Monday, February 11, 2013

Carnaval...


This is my 3rd Carnaval in Santa Cruz, the closest comparision I can give would be of Mardi Gras in New Orleans in the States. It's a celebration that leads up to Ash Wednesday, where in the days prior people live as if there are no consequences. It's a drunk fest here with parades, dancing, music, and people throw paint, water, and foam at eachother. The church abandons the city and there are church camps on the outskirts of town. In previous years, I've had my own personal retreat and steered clear of the action. This year my church, because of it's location downtown we had church Saturday night instead of Sunday morning. As I arrived to the church I passed a lot of the preparations and God brought to mind Jesus' words on the cross "Forgive them Father, for they know not what they do." During the sermon that night our pastor asked us what our response should be to Carnaval. A friend said prayer, and my pastor gave us the example of God asking Ezekiel if He could find one man willing to stand in the gap for Israel and intercede on their behalf He would hold back His judgement. We had the opportunity to pray in pairs and stand in the gap for our family members who don't know Christ. Last night, I went to a friend´s house to hang out with friends from church. We ended up needing to go to church to pick up the projector to watch a movie.
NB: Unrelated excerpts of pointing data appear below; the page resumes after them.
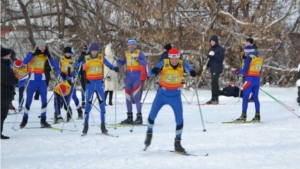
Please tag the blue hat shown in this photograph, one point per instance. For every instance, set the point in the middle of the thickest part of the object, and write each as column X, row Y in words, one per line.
column 94, row 46
column 131, row 41
column 249, row 49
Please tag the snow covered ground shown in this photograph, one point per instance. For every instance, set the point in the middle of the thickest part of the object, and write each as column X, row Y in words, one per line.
column 275, row 143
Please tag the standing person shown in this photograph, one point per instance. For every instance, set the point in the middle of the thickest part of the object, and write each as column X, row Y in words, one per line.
column 20, row 70
column 8, row 79
column 252, row 71
column 171, row 71
column 133, row 59
column 94, row 63
column 36, row 61
column 165, row 54
column 82, row 74
column 109, row 76
column 216, row 57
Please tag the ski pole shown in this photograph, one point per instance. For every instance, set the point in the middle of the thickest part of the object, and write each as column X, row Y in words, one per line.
column 204, row 130
column 203, row 71
column 285, row 106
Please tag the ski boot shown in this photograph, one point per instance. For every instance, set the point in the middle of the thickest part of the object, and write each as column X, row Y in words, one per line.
column 24, row 122
column 58, row 119
column 242, row 118
column 103, row 128
column 138, row 120
column 256, row 117
column 129, row 119
column 44, row 124
column 148, row 138
column 80, row 116
column 178, row 147
column 85, row 128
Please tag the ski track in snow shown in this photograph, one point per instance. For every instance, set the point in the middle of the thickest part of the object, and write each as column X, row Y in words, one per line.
column 275, row 143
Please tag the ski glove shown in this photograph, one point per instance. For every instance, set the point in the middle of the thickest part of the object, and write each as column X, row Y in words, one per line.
column 193, row 73
column 211, row 53
column 236, row 71
column 155, row 70
column 116, row 69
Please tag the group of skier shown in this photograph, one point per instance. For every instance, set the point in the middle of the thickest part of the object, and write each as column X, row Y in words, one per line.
column 93, row 68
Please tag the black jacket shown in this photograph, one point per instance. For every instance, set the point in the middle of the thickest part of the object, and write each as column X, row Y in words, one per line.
column 215, row 62
column 8, row 79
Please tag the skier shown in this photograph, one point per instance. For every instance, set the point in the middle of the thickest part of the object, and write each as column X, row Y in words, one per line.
column 133, row 59
column 109, row 76
column 20, row 70
column 8, row 79
column 36, row 61
column 66, row 64
column 215, row 63
column 94, row 63
column 252, row 71
column 171, row 71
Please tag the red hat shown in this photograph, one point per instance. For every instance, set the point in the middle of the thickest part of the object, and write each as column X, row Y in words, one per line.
column 174, row 53
column 18, row 63
column 63, row 88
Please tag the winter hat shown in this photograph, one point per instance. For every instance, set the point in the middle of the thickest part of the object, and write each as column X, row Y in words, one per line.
column 4, row 52
column 18, row 63
column 131, row 41
column 167, row 46
column 68, row 49
column 94, row 46
column 248, row 49
column 174, row 53
column 40, row 42
column 250, row 40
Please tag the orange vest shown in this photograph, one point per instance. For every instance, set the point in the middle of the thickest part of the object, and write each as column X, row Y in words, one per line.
column 58, row 90
column 94, row 67
column 171, row 78
column 37, row 64
column 65, row 63
column 131, row 63
column 255, row 66
column 20, row 71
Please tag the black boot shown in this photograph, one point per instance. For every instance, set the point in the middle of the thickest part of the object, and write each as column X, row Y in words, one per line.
column 80, row 114
column 24, row 122
column 105, row 96
column 256, row 117
column 110, row 97
column 69, row 115
column 178, row 146
column 242, row 118
column 85, row 128
column 103, row 128
column 129, row 119
column 148, row 138
column 58, row 119
column 44, row 124
column 139, row 119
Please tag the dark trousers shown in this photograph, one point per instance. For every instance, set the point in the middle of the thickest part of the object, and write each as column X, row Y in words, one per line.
column 215, row 86
column 37, row 93
column 4, row 110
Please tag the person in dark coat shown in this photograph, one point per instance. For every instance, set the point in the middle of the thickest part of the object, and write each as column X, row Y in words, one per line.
column 8, row 79
column 216, row 56
column 165, row 54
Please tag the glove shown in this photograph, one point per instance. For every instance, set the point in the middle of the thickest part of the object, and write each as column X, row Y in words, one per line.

As we drove down the street our church is on we were surrounded by people covered in blood, sweat, tears, and paint. There were people passed out on the sidewalk, people throwing up, people peeing on their own vehicles, people crying, people fighting. It broke my heart. After a difficult week, where I questioned to some extent my call, I am reminded I have been called to stand in the gap. The youth of Santa Cruz are set to self destruct; the majority of people I saw last night were high school and college age kids. This is the target group for El Alfarero. Pray for us as we prepare to open our doors in the aftermath of Carnaval. We will face cases of rape, crisis pregnancy, abortion, STDS, HIV. Pray that the tide will begin to turn here in the city of Santa Cruz, God is calling the youth here to a hope and a future.